Bei aller Lockerheit im Umgang sollte der Reformkurs des frisch gebackenen Touristik-Kapitäns jedoch nicht als Schmusekurs missdeutet werden. Hart, aber herzlich: Nach diesem Motto will "Fritz" Joussen die aus Sicht vieler Branchenbeobachter verkrusteten Tui-Strukturen auf den Prüfstand stellen - inklusiver möglicher Kürzungen bei der Konzernmutter. Seine Herkunft als Elektrotechniker und treibender Innovator des deutschen Mobilfunkgeschäfts ist da alles andere als hinderlich. "Ich komme aus einem sehr numerischen und analytischen Umfeld. Das hat mich im Leben begleitet", sagt Joussen über Joussen.
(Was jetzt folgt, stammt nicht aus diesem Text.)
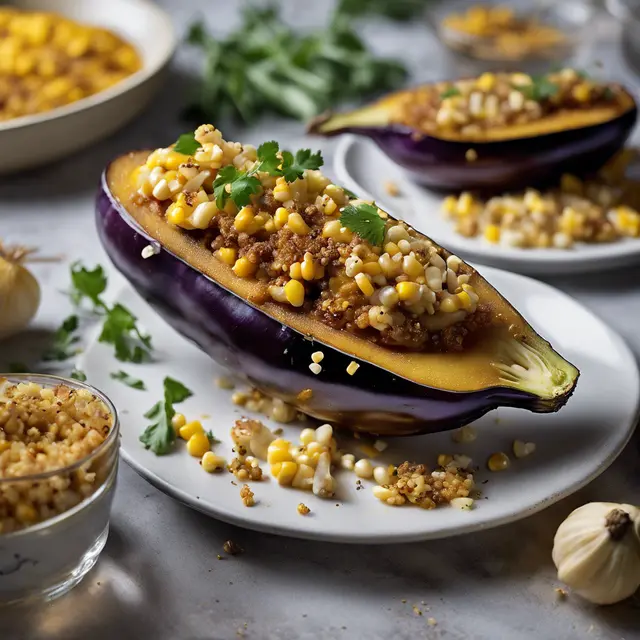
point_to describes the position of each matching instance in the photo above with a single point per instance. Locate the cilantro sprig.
(160, 435)
(364, 220)
(130, 381)
(239, 186)
(120, 326)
Erfindungsreich ist der hoch aufgeschossene Manager mit markigen Zügen und legerem Kleidungsstil nicht nur bei Marketingkonzepten. Inmitten der Goldgräberstimmung auf dem Handymarkt ersann er eine Schnittstelle, die den Austausch der einst unterschätzten SMS zwischen verschiedenen Netzen erlaubte - zum Neid der Wettbewerber.
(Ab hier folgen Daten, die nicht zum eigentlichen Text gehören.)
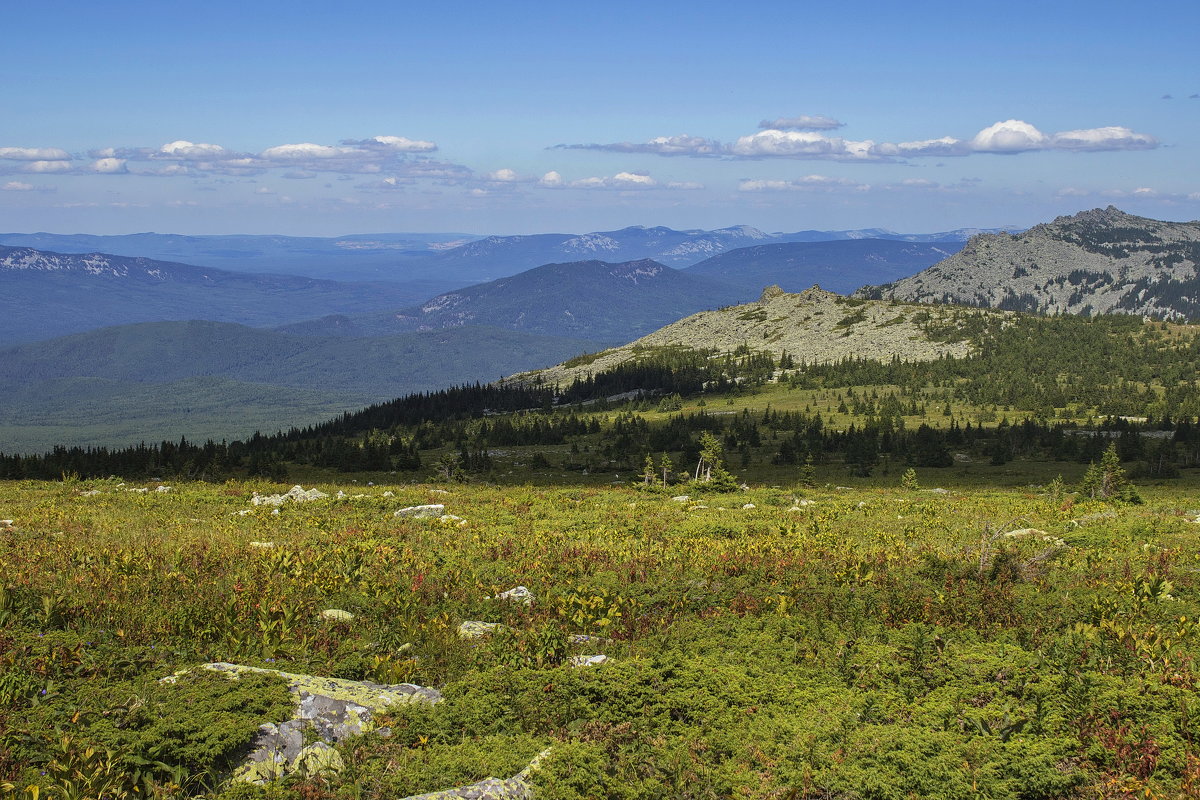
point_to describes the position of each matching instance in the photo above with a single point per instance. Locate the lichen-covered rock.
(421, 512)
(519, 594)
(329, 708)
(588, 661)
(475, 630)
(295, 494)
(514, 788)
"Wir saßen vor diesen Büchsen - die glühten", erzählt Joussen über jene Jahre, in denen das Verschicken von Textnachrichten rasant Fahrt aufnahm. Seine Zeit bei Mannesmann/D2 in den 90er Jahren habe ihn vor allem gelehrt, neue Trends zu erspüren: "Das war interessant, weil damals gerade das Internet aufkam." Nach der Übernahme durch Vodafone entriss er dem Erzrivalen T-Mobile dann prompt die Marktführerschaft.

Aus seinen Ingenieursjahren hält Joussen zudem einige Patente - darunter das zur sogenannten Twin Card, mit der zwei unterschiedliche Handys über dieselbe Rufnummer erreicht werden können. Bei der Tui will er seine Kreativität ausspielen, nicht umsonst hat sich Chefaufseher Klaus Mangold bei der schwierigen Suche nach einem Frenzel-Nachfolger für ihn ausgesprochen. Doch auf eine genaue Rolle im weitverzweigtem Tui-Reich mit der starken britischen Pauschalreisetochter Tui Travel, der Hotelsparte, den Kreuzfahrten und der Fluglinie Tuifly hat sich der Duisburger einstweilen noch nicht festgelegt.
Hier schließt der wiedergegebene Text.